Decenni fa le macchine invasero il mondo e l’hardware divenne sempre più una costante dei nostri ambienti: case, negozi, uffici, etc. Col tempo – proprio per contrastare tale proliferazione e permettere l’ottimizzazione di tutta questa “ferramenta” – la virtualizzazione prese piede permettendo di installare veri sistemi operativi su macchine virtuali da mandare in esecuzione contemporaneamente.

La duttilità delle macchine virtuali le ha rese idonee alla predisposizione di ambienti per l’esecuzione di applicazioni server richiedendo però, d’altro canto, una cura idonea ad un sistema operativo completo. Ciò ha offerto lo spunto per aprire l’era dei container, ambienti più piccoli, dedicati ad un contesto applicativo specifico: in sostanza, forniscono una sorta di habitat per l’applicazione che dovrà essere eseguita sul server. I container sono necessariamente più snelli, efficienti e veloci rispetto alle virtual machine pertanto si intravvede la possibilità di scomporre un applicativo in più servizi, ognuno con un container dedicato.

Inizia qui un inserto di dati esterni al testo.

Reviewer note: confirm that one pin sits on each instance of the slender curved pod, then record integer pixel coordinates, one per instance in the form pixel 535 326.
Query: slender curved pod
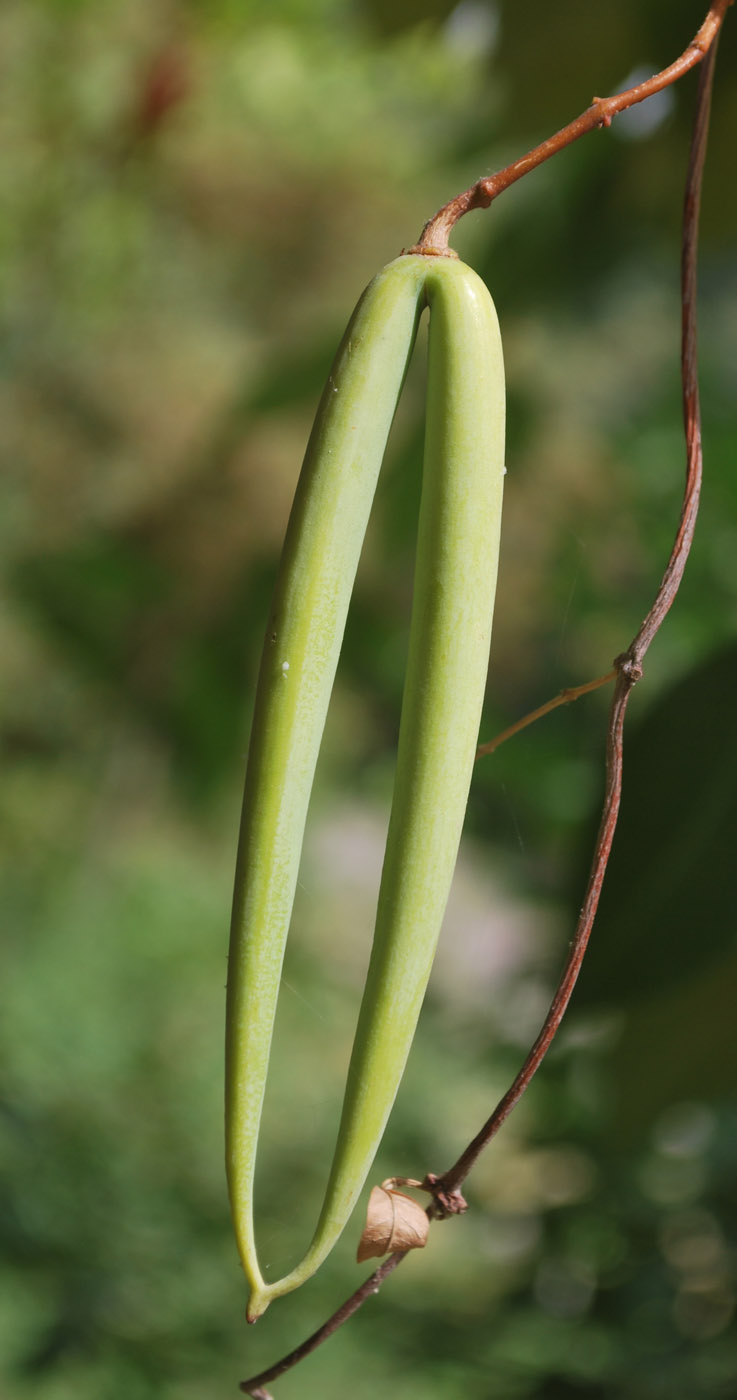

I software che attuano, in pratica, la logica dei container sono vari, di natura open source e spesso sostenuti da ampie community o grandi attori dell’informatica: pensiamo a Docker, Kubernetes o Google Container Engine, solo per citare alcuni progetti. Lo scenario è in continua evoluzione ed offre una flessibilità, a livello infrastrutturale, che si presta ad utilizzi in produzione e testing.